Jack Vettriano Paints Umbrellas
The Freedom of Information Act has established that Vettriano, Scotland's most commercially successful artist, has been excluded from the National Galleries not because of snobbery, nor because of his immense popularity. No, Jack Hogan, as his mother knew him, has been ignored because curators believe he isn't very good.
Vettriano himself has railed against these "snobby academics", believing they exclude him because he paints frankly heterosexual art. I'm dismayed after all this time to learn that they actually believe Vettriano is technically unskilled as a painter and that his handling of paint is often dull. Jack seemingly is also an indifferent painter who bases his success on cheap commercial reproductions. I always believed he was awful because he painted umbrellas.
Yes, our original modern artists painted umbrellas in the late nineteenth century, and their Japanese friends and forerunners painted them earlier, but that doesn't excuse their depiction in the late twentieth century, or the unthinkable twenty-first century. Umbrellas are not top shelf heterosexual, blatant or obvious.
Don't get me wrong; I think umbrellas are great. Every artist should have one, and be a man and use one, even if you're a woman. But they are not for painting. To walk under one, to carry one, to use one as a walking stick, well that is to live the artist's life. But to paint one, that is to cop out. That's where Jack joined Beryl Cook and Rolf Harris. Let the people get wet, I say. Let them get burnt. Put down those umbrellas! C'mon now.

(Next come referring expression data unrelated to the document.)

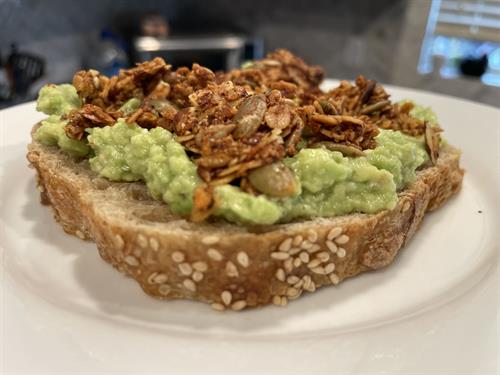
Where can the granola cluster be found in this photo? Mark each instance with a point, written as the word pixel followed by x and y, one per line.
pixel 237 126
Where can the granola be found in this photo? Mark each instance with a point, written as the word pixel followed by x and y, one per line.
pixel 238 126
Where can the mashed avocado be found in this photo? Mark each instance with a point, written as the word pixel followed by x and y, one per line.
pixel 57 99
pixel 127 152
pixel 330 183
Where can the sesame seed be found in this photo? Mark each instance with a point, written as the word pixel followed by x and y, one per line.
pixel 323 256
pixel 242 259
pixel 231 269
pixel 239 305
pixel 294 250
pixel 160 278
pixel 131 261
pixel 279 255
pixel 151 278
pixel 310 287
pixel 341 253
pixel 314 263
pixel 297 240
pixel 214 254
pixel 119 242
pixel 334 278
pixel 210 240
pixel 178 257
pixel 153 242
pixel 329 268
pixel 319 270
pixel 331 246
pixel 314 248
pixel 333 233
pixel 200 266
pixel 342 239
pixel 298 284
pixel 189 285
pixel 197 276
pixel 164 289
pixel 304 257
pixel 280 274
pixel 292 292
pixel 142 241
pixel 185 269
pixel 226 297
pixel 286 244
pixel 312 236
pixel 306 245
pixel 218 307
pixel 288 265
pixel 297 262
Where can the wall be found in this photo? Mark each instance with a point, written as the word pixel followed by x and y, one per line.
pixel 380 39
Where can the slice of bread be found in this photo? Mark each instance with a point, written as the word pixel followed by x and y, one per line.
pixel 227 265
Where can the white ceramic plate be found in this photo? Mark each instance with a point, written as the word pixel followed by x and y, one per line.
pixel 64 309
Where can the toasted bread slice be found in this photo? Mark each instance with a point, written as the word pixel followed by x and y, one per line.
pixel 227 265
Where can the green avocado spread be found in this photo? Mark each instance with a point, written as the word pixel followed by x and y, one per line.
pixel 330 183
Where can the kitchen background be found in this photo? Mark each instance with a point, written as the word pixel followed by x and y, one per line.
pixel 451 47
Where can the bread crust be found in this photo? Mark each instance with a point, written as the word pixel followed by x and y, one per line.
pixel 226 265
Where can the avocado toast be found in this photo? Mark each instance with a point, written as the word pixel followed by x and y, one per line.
pixel 242 188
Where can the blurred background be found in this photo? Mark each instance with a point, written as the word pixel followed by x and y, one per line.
pixel 445 46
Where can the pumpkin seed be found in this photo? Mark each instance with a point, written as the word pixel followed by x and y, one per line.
pixel 344 149
pixel 249 116
pixel 274 179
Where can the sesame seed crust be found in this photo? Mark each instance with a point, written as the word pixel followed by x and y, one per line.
pixel 273 265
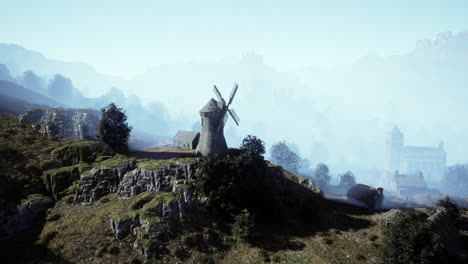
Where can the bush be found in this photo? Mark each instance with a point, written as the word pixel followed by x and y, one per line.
pixel 243 226
pixel 409 239
pixel 114 129
pixel 282 155
pixel 347 180
pixel 254 145
pixel 236 182
pixel 450 207
pixel 322 175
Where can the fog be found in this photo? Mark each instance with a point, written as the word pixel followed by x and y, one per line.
pixel 339 115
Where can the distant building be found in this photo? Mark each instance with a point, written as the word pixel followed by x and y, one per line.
pixel 430 161
pixel 366 195
pixel 409 184
pixel 186 139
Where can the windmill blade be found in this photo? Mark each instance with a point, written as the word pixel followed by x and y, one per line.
pixel 218 94
pixel 225 119
pixel 234 116
pixel 222 124
pixel 233 93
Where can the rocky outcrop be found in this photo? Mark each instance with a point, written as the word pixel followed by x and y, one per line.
pixel 75 123
pixel 366 195
pixel 101 181
pixel 82 152
pixel 449 234
pixel 16 219
pixel 165 178
pixel 152 220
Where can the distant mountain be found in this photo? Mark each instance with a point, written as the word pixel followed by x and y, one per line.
pixel 18 60
pixel 12 90
pixel 5 74
pixel 15 106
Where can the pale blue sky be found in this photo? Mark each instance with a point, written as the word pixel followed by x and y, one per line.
pixel 126 37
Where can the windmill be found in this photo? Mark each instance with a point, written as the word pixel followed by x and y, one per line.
pixel 214 116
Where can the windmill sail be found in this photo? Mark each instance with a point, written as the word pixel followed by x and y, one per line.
pixel 234 116
pixel 218 94
pixel 233 93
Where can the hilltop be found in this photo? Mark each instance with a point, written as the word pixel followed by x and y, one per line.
pixel 94 206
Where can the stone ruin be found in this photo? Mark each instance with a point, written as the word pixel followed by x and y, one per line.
pixel 74 123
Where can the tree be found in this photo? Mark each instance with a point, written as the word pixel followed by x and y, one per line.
pixel 243 226
pixel 282 155
pixel 347 180
pixel 114 129
pixel 322 175
pixel 254 145
pixel 450 207
pixel 409 239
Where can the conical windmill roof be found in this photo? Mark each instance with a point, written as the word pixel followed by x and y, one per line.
pixel 212 106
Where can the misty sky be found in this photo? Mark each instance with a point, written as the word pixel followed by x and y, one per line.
pixel 126 37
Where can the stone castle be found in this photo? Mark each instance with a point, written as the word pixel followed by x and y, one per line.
pixel 430 161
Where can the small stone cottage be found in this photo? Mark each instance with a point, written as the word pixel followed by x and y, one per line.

I once worked in the same office as a girl who was stunning. Tall, skinny, - too skinny - with long, long hair, and almost elegant. Thing is, she always walked as if she was holding an umbrella. She held her head perfectly at an angle so that she could see out from underneath her non-existent umbrella, whilst staying dry. Indoors this is. When I saw her approaching the water cooler I so wanted to run up to her, put my arm around her, and make her complete by placing an umbrella in her hand. But I didn't; instead I stared and wondered how her long, long, straggly hair always had the appearance of being very wet.